At first glance it seems to be just a modern take on Johannes Vermeer’s masterpiece “Girl with a Pearl Earring.” But look more closely and things get a little strange.
Firstly, there are two glowing earrings in the image hanging in the Mauritshuis museum in the Dutch city of The Hague. And aren’t those freckles on her face actually… a slightly inhuman shade of red?
That’s because the work, one of several fan recreations replacing the 1665 original while it’s on loan for a huge Vermeer show at Amsterdam’s Rijksmuseum, was made using artificial intelligence (AI).
Its presence has sparked a fierce debate, with questions over whether it belongs in the hallowed halls of the Mauritshuis and whether it should be classed as art at all.
“It’s controversial, so people are for it or against it,” Mauritshuis press officer Boris de Munnick told AFP.
“The people who selected this, they liked it, they knew that it was AI, but we liked the creation. So we chose it, and we hung it.”
Berlin-based digital creator Julian van Dieken submitted the image after the Mauritshuis asked people to send in their versions of the famous painting for an installation called “My Girl with a Pearl.”
Van Dieken said he had used the AI tool Midjourney, which can generate complex pictures on the basis of a prompt, using millions of images from the internet, and Photoshop.
The Mauritshuis then chose it as one of five images out of 3,482 submitted by fans that would be printed and physically hung in the room where “Girl with a Pearl Earring” is normally housed.
“It’s surreal to see it in a museum,” van Dieken wrote on Instagram.
The budding artists ranged in age from three to 94, depicting the “Girl” in diverse styles ranging from a puppet to a dinosaur and a piece of fruit.
But the decision to choose an AI-generated image sparked a backlash.
Dutch artist Iris Compiet said on the Instagram feed for the Mauritshuis exhibition that it was a “shame and an incredible insult”, and dozens of others piled in.
“It’s an insult to the legacy of Vermeer and also to any working artist.

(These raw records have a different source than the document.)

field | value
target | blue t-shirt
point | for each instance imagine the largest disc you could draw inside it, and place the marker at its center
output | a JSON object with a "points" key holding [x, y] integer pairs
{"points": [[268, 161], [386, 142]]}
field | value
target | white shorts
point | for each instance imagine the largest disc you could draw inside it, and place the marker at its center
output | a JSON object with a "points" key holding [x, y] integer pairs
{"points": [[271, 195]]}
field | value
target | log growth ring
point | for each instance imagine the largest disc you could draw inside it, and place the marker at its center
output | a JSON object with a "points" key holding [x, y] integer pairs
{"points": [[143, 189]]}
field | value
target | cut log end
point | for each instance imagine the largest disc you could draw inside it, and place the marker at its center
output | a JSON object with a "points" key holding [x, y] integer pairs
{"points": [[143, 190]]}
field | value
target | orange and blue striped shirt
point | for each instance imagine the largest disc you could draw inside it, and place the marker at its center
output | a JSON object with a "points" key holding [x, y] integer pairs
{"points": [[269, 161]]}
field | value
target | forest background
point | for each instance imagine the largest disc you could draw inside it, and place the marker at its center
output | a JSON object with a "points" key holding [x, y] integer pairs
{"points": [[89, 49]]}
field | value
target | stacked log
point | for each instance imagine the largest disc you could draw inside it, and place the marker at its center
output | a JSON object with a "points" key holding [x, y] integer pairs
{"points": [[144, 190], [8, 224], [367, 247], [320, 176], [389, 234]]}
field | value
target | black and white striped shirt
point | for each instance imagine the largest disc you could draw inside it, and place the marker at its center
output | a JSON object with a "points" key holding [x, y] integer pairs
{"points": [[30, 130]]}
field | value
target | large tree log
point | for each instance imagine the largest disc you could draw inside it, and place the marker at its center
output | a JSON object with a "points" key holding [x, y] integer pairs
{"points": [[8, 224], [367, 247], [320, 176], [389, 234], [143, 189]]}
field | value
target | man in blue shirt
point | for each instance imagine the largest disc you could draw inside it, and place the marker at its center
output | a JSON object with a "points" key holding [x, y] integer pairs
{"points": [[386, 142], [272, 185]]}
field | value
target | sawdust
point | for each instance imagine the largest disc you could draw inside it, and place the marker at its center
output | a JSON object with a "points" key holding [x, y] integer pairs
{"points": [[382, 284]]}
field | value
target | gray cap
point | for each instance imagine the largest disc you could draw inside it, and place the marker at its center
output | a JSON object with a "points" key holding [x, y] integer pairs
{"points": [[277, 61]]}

Coming from a museum, it’s a real slap in the face,” Compiet told AFP.
She said AI tools breach the copyright of other artists by using their works as the base for artificially generated images, as well as scraping the data of internet users in general.
The image itself she described as “almost Frankensteinish.”

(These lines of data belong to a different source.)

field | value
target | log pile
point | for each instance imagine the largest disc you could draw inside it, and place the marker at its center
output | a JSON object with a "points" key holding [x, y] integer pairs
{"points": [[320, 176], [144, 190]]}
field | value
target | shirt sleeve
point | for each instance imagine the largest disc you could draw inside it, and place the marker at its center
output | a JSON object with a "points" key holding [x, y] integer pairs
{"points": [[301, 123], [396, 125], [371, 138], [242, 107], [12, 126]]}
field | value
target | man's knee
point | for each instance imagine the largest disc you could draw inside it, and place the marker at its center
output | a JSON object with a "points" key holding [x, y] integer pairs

Artist Eva Toorenent, of the European Guild for Artificial Intelligence Regulation, criticised what she called the “unethical technology”.
“Without the work of human artists, this program could not generate works at all,” she was quoted as saying by the Dutch newspaper De Volkskrant.
“It’s such a difficult question – what is art, and what is not art?” said the Mauritshuis’s de Munnick.
But he insisted that the museum, whose collection boasts three Vermeers and nearly a dozen Rembrandts, had not deliberately set out to make an artistic statement on AI.
“Our opinion is, we think it’s a nice picture, we think it’s a creative process,” he said. “We’re not the museum to discuss if AI belongs in an art museum.”
He admitted though that “up close, you see that the freckles are a little spooky.”
Visitors to the Mauritshuis were equally divided, he added.
“Younger people tend to say, it’s artificial intelligence, what’s new. Elderly people sometimes say we like the more traditional paintings.”
The Mauritshuis was looking forward to the return of the real “Girl” in April, he added. The painting’s fame has increased in recent years due to a 1999 novel by US author Tracy Chevalier and an ensuing Hollywood film.
“Well, she is beautiful in the [Rijksmuseum] exhibition… But we will be very happy when she is at home.”